Dla 36 proc. respondentek i 44 proc. respondentów kolejnymi – po żywności oraz rachunkach i lekach – najważniejszymi wydatkami są paliwo i bilety komunikacji miejskiej, a dane GUS wskazują, że i to znacznie podrożało względem roku ubiegłego. Ceny paliwa do prywatnych środków transportu zanotowały wzrost o niemal 37 proc., a usług transportowych ponad 20 proc. Na tym tle, nieznacznie, bo 4,7 proc. więcej niż przed rokiem trzeba zapłacić za odzież i obuwie, które też znalazły się na szczycie listy finansowych wyzwań seniorów.
Długi coraz wyższe
Mimo że polscy emeryci – poza waloryzacją – mogą liczyć na dodatki takie jak trzynasta czy czternasta emerytura, to ich zadłużenie wobec banków i innych firm rośnie. Z czego to wynika? – Przyczyny – poza znacznym wzrostem cen – można upatrywać w tym, że z uwagi na to, że przeważnie mają do dyspozycji mniejsze budżety, udział podstawowych wydatków jest bardziej znaczący. Poza tym, osoby starsze, mimo własnych trudności, chętnie pomagają finansowo swoim bliskim.
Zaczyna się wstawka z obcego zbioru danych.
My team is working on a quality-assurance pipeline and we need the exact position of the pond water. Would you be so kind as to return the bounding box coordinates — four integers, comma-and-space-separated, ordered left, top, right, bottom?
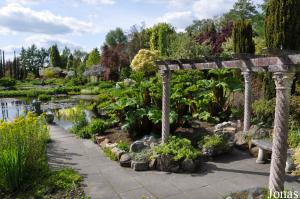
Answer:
0, 98, 93, 129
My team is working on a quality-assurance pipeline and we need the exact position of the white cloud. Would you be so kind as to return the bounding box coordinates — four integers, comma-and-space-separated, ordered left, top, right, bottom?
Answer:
80, 0, 116, 5
157, 11, 195, 31
0, 4, 92, 35
193, 0, 236, 19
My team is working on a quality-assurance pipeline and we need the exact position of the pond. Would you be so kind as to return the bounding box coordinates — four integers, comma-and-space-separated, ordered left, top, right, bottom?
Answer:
0, 97, 93, 129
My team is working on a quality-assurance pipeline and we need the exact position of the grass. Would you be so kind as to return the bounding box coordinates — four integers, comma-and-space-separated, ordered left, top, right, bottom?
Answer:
103, 147, 118, 161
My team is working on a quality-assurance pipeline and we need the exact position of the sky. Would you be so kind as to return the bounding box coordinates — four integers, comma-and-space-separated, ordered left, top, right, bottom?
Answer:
0, 0, 262, 57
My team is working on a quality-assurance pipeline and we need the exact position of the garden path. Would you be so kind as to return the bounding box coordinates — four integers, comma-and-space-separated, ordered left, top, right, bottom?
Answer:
48, 125, 300, 199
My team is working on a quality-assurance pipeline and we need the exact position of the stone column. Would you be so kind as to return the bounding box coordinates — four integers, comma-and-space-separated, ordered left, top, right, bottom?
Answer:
161, 70, 171, 143
242, 71, 252, 134
269, 72, 295, 192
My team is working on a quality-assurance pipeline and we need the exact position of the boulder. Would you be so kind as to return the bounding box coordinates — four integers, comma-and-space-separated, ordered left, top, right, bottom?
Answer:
96, 136, 106, 145
100, 138, 109, 148
120, 153, 131, 167
248, 125, 272, 139
142, 135, 157, 147
149, 158, 157, 170
215, 121, 237, 131
111, 147, 125, 160
129, 140, 147, 153
181, 159, 196, 173
156, 155, 180, 173
131, 160, 149, 171
105, 143, 117, 149
45, 111, 54, 124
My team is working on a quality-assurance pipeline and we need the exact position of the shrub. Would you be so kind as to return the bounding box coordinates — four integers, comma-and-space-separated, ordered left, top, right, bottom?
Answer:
103, 147, 118, 161
0, 77, 16, 87
130, 149, 153, 162
293, 146, 300, 176
131, 49, 159, 73
252, 99, 275, 125
0, 113, 49, 192
155, 136, 201, 161
38, 94, 51, 102
288, 130, 300, 148
117, 140, 130, 152
199, 135, 229, 152
79, 119, 110, 138
71, 110, 89, 138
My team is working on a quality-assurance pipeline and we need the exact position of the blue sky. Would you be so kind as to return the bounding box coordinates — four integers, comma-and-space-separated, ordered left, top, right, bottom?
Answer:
0, 0, 262, 56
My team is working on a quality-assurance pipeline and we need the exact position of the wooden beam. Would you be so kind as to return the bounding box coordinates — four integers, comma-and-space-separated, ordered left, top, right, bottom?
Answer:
156, 54, 300, 72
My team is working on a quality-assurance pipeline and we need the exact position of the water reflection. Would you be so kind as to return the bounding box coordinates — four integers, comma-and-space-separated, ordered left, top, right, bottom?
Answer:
0, 98, 30, 121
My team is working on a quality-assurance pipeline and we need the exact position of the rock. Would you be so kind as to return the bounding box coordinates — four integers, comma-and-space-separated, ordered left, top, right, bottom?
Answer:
120, 153, 131, 167
233, 131, 249, 150
181, 159, 196, 173
149, 158, 157, 170
130, 140, 147, 153
249, 146, 259, 157
96, 136, 106, 145
156, 155, 180, 173
45, 111, 54, 124
248, 125, 272, 139
111, 147, 125, 160
100, 138, 109, 148
105, 143, 117, 149
215, 122, 237, 131
131, 160, 149, 171
142, 135, 157, 146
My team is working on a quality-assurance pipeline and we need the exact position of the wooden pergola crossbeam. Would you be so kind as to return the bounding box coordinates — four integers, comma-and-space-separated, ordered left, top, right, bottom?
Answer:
156, 51, 300, 191
156, 54, 300, 72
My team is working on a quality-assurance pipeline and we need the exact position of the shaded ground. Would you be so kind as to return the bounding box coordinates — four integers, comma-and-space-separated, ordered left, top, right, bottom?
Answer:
48, 123, 300, 199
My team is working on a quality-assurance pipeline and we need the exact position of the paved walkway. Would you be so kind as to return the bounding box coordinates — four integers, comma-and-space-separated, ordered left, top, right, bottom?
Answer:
48, 126, 300, 199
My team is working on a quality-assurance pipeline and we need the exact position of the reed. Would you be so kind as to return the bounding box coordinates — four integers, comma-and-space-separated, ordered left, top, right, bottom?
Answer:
0, 113, 49, 193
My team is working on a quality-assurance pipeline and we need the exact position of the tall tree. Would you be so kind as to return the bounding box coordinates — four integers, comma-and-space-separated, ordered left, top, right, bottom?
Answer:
233, 20, 255, 54
50, 44, 62, 67
105, 28, 127, 48
86, 48, 101, 67
150, 23, 175, 56
60, 46, 71, 68
67, 54, 74, 70
225, 0, 258, 21
265, 0, 300, 50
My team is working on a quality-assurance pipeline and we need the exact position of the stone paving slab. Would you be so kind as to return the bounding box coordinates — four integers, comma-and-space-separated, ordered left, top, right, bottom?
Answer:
47, 125, 300, 199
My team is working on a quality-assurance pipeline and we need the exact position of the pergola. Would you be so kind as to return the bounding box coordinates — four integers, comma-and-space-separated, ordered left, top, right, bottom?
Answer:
156, 51, 300, 191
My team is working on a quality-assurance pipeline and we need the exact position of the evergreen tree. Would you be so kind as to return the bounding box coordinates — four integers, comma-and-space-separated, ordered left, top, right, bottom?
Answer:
264, 0, 300, 97
265, 0, 300, 50
86, 48, 100, 67
233, 20, 255, 54
67, 54, 74, 70
50, 44, 61, 67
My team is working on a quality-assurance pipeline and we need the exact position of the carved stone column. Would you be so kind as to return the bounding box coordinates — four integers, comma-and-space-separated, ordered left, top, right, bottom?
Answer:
269, 72, 295, 191
161, 70, 171, 143
242, 71, 252, 134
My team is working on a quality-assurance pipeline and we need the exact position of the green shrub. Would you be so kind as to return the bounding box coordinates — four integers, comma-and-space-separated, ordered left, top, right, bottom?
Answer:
155, 136, 201, 161
71, 110, 90, 138
0, 77, 16, 87
199, 135, 229, 151
79, 119, 110, 138
103, 147, 118, 161
0, 113, 49, 192
288, 130, 300, 148
117, 140, 130, 152
47, 168, 82, 190
252, 99, 275, 125
38, 94, 51, 102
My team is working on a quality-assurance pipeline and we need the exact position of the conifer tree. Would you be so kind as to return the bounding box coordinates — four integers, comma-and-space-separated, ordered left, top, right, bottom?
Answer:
233, 20, 255, 54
Co więcej, zdarza się im np. za namową bliskich kupować coś rodzinie na raty, a potem dzieci lub wnuczęta tych zobowiązań nie spłacają i to dziadkowie zostają z długami – dodaje Sławomir Grzelczak.
W czerwcu 2022 w Rejestrze Dłużników BIG InfoMonitor i bazie informacji kredytowych BIK widniało prawie 386 tys. niesolidnych płatników po 65 roku życia, a ich zadłużenie opiewało na niemal 10,4 mld zł. Długi te rosną i dotyczą większej liczby osób. Przed dwoma laty, w marcu 2020 r., suma zaległych zobowiązań 373,3 tys. seniorów nie przekraczała 9,3 mld zł.
Mimo że płatności częściej nie regulują kobiety, to większe długi mają mężczyźni. Najbardziej zadłużeni są seniorzy z woj. mazowieckiego. Łącznie mają niemal 2 mld zł nieuregulowanych płatności. Kolejne miejsca zajmują zameldowani w województwach śląskim (1,5 mld zł) i dolnośląskim (898,5 mln zł). Najmniej niespłaconych długów mają natomiast osoby z woj. podlaskiego (163 mln zł).
Rekordzista pochodzi jednak z woj. lubelskiego. Mężczyzna zalega bankom i instytucjom finansowym na ponad 77,5 mln zł.